Your post is so evocative! The last few lines remind me of India, itself being pushed and pulled between sameness and change, between tradition and modernity.

Leanne said...

Wow what an amazing post it must be amazing to live it. My kids when to a catholic school so I was always aware of lent - giving up things for lent etc but it certainly pales to what you have shown.

Louise said...

How interesting. I can't imagine what it is like to see this/be part of this in person..

Arija said...

I am lead to wonder whether the difference between the deeply devout and the modern restaurant culture is not one of economic origin. Would a conmpany director carry the cross?

SandyCarlson said...

Such commitment, such belief, is humbling.

Greensboro Daily said...

How have I not found your blog before now? I love all the culture and history you infuse in your posts!

Jan

Cecile/DreamCreateRepeat said...

Interesting post, as ever. Hidden pockets of such "medieval" devotion occur worldwide (think Opus Dei) but are not so culturally open and available.

A Cuban In London said...

As the 'special period' kicked off in Cuba in the early 90s bringing with it shortages and mass exodus, scenes like the ones your excellent photos tell, became more frequent in my country. Fidel tried to stifle religion but the Cuban belief in both Catholic and African gods never abated. Many thanks for your short and beautiful commentary. It's a pleasure reading your snippets of life in Mexico, a nation that I would love to visit some day.

Greetings from London.

Hey Harriet said...

Wow! That's quite something! I've never witnessed anything like that, so to learn about these traditions is really fascinating.

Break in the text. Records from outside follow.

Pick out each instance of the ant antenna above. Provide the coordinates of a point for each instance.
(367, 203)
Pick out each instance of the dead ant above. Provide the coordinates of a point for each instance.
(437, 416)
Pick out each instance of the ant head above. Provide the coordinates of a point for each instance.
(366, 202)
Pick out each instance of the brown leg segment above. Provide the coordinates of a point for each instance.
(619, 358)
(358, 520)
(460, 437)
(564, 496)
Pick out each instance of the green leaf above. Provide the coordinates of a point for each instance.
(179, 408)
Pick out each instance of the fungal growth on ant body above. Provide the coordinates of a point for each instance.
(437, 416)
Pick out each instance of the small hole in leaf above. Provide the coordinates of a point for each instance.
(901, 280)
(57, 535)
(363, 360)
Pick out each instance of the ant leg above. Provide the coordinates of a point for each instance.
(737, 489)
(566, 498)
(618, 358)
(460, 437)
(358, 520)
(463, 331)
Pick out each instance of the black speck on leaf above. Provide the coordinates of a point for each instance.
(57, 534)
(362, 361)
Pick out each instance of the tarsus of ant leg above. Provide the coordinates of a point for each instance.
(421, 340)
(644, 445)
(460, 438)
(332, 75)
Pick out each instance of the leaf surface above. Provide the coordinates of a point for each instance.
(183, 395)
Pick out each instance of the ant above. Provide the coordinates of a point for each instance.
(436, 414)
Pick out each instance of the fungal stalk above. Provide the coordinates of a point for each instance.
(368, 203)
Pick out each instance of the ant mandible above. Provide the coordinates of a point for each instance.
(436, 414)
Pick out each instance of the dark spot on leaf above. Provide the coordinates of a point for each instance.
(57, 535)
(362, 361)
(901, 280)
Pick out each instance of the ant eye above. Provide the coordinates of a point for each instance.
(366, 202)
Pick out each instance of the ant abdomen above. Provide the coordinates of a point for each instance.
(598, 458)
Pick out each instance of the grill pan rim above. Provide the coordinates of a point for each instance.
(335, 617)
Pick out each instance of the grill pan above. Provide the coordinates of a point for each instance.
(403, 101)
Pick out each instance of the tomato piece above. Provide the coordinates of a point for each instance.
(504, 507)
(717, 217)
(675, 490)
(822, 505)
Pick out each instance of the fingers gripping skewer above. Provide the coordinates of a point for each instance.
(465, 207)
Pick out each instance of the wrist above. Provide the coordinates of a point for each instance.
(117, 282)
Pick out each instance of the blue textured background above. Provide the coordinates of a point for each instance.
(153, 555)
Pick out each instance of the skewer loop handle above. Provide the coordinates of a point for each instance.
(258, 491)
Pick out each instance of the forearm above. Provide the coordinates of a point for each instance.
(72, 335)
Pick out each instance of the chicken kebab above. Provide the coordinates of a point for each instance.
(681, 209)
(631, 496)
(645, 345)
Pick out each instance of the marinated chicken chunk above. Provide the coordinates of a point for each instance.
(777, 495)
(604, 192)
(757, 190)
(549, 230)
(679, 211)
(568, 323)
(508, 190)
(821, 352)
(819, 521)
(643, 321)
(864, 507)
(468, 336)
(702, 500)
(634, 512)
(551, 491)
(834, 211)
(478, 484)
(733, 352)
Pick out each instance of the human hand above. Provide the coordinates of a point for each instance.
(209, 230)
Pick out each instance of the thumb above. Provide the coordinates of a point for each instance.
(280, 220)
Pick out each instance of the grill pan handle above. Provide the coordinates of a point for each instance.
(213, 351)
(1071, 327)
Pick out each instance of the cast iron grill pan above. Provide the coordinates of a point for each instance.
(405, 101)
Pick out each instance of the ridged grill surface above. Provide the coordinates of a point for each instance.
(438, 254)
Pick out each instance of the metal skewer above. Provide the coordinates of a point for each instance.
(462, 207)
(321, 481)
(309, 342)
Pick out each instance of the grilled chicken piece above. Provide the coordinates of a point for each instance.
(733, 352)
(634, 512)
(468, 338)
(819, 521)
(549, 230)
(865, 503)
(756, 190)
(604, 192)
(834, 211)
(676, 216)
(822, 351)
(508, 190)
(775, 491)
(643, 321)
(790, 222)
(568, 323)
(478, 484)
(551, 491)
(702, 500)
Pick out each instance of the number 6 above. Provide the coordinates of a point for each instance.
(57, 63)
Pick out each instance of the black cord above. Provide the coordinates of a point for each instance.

How lucky you are to experience such a culture. And how lucky we are that you share these discoveries! Thanks again for a great post :)

Yogi♪♪♪ said...

Great post. Mexico is certainly a fascinating country.

Marites said...

I am Catholic and reading your post, I can't help but wonder that we have the same traditions and similar culture. We also observe Lent and there are still people who self-flagellate themselves. It seems that modern times can't change deeply rooted culture and tradition of people.

david mcmahon said...

What an interesting post, Catherine. And I really enjoyed the photo in your previous post, too.

zeal4adventure said...

I live in a country with traditions similar to yours and these scenes are still prevalent in most provinces during lent.

Fly Girl said...

Wow. Chicago is a very catholic city with remnants of traditional beliefs still visible but nothing like this! We were taught about the necessity of denial and suffering in catholic schools but I didn't think people still flagellate themselves. Love the alliteration of the title!

Joy said...

So glad I found your blog today! I typed in "Mexico City surreal" and there you were! :-) Adding you to my blog roll!

~Joy

Tarolino said...

It is such an eye opener to get aquinted to the worlds of different people around the globe. Sitting here in one's own little niche of the world it is refreshing to see how different other cultures really are and what a rich culture potpurri the world's population have been able to build up during the ages.
Great photographs too.

Catherine said...

Hi everyone...thanks so much for stopping by and leaving me such interesting comments to read....very much appreciated...

koala said...

Wish lent was so colourful here. I'm not practicing it but at least there would be something to look at.

Merisi said...

Thank you for sharing this gem of life in Mexico with us!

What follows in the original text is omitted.